Он с нарочитой осторожностью вытащил обернутую в кусок темного бархата печать, отлитую по его эскизу из бронзы «на все руки мастером» и пропитанную специальным составом, чтобы казаться позеленевшей от времени. Рене, удивленно приподняв бровь, взял ее в руки и, мельком взглянув на нее, презрительно хмыкнул:
– Ну что ж, князь, – я отдаю дань вашей потрясающей наглости. Это, знаете ли, даже забавно… Хотите еще вина?
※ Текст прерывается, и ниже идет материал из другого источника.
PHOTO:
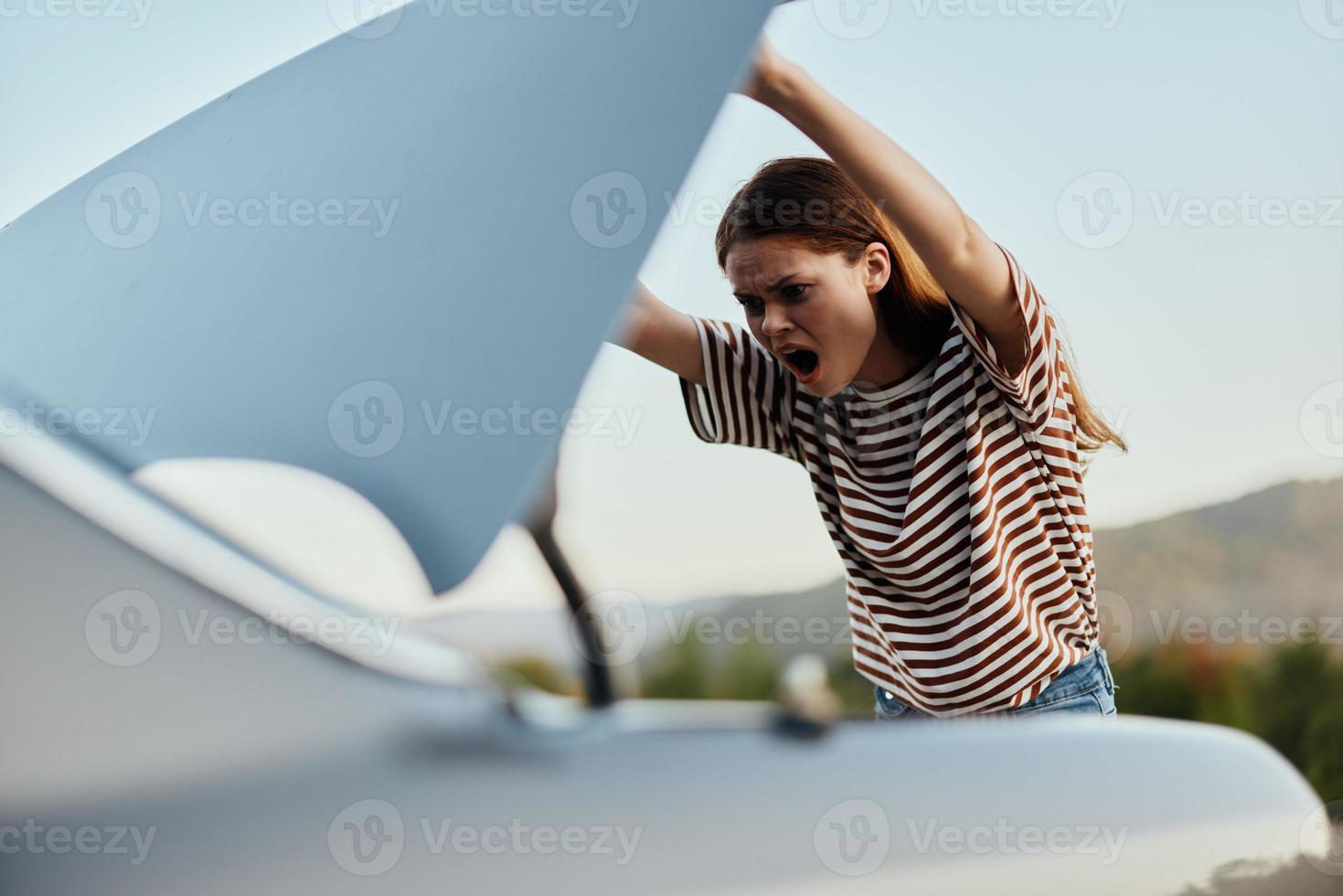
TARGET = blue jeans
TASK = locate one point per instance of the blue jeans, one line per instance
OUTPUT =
(1085, 687)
Пьер хотел сказать «нет», но вместо этого зачем-то кивнул, не сводя глаз с изящной статуэтки, стоявшей на каминной полке. Это была изваянная из бронзы фигурка ангела, но не маленького жирного амурчика с луком и стрелами, а задумчивого обнаженного юноши, сидящего в непринужденной позе. Одна рука его свободно лежала на согнутой в колене ноге, другой он тянулся к ее мыску. Другая нога была подогнута, изящная пяточка слегка оттянута назад, очаровательная, чуть склоненная головка смотрела прямо на Пьера, загадочно улыбаясь краешками губ. Казалось, что в самый последний момент скульптор, откровенно любовавшийся юной телесной красотой своей модели, вспомнил, что решил изваять ангела, и теперь юноша сидел, сложив на спине большие, чуть приподнятые крылья, как будто собирался в любую минуту взлететь.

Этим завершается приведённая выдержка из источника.